There's oodles of upside to hosting a national political convention. At least that's how the prevailing wisdom goes. Raise the profile of your city, rake in millions of dollars, boost hotel and restaurant revenue, and get the whole country talking about your little city for weeks at a time. Hell, even the hookers make bank.

But do conventions actually bring the dollars in droves? Or is the initial outlay and loss of business enough to make the money negligible at best and in the negative at worst?

The Denver Business Journal writes today about the fuzzy math in declaring conventions economic successes. As Cleveland, Charlotte, St. Louis and Minneapolis salivate over the prospects of hosting the 2012 Democratic National Convention, the Business Journal looks back at the reports from Denver's turn hosting a convention.

Cities touting conventions as economic moneymakers are throwing around profit margins between $150 and $180 million. After the convention in Denver, a report was released $266 in regional economic boosts.

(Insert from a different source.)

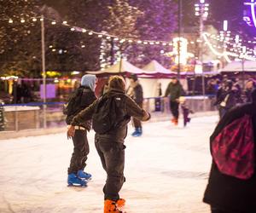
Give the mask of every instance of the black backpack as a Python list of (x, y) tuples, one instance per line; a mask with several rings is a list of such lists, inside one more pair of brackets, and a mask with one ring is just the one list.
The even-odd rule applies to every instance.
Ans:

According to this story, that number didn't account for numerous factors that would leave the supposed number much, much lower. In fact, there's evidence that these large conventions don't have a positive economic impact at all.

Not everyone is dazzled by such appraisals of a convention's positive impact. In May, Philadelphia withdrew from consideration as a Democratic convention site. "Such an effort will not come without significant costs, including financial obligations to be incurred by the city, impact on local residents and businesses, and diversion of attention and resources from key initiatives of my administration,” Philadelphia Mayor Michael Nutter wrote in a letter to party officials.

Back in 2008, I spoke with some economists who study “mega-events,” such as political conventions as well as Olympic Games, who said local planners often fail to fully account for lost business and other offsets when figuring the economic benefits of such events.

They and others often point to the case of Boston, host of the DNC in 2004. The city of Boston estimated shortly after its convention that the city’s economy gained $163.3 million from the DNC. The study did factor in $43 million in estimated economic losses from the convention from displaced events, lost tourism and fewer commutes into the city to reach its estimate of net benefit.

But then, a separate, independent study — by the Beacon Hill Institute at Suffolk University in Boston — found that the Boston DNC triggered $141.9 million in lost business, a much higher figure than the $43 million cited by the city of Boston. As a result, Boston’s net gain from the 2004 convention was just $14.8 million, according to the Beacon Hill study.

That's close to the argument McCrory made to Spanberg: That while national political conventions bring plenty of delegates, politicians and media personnel to town, they also may force some downtown workers and residents to flee and businesses to cut hours or close.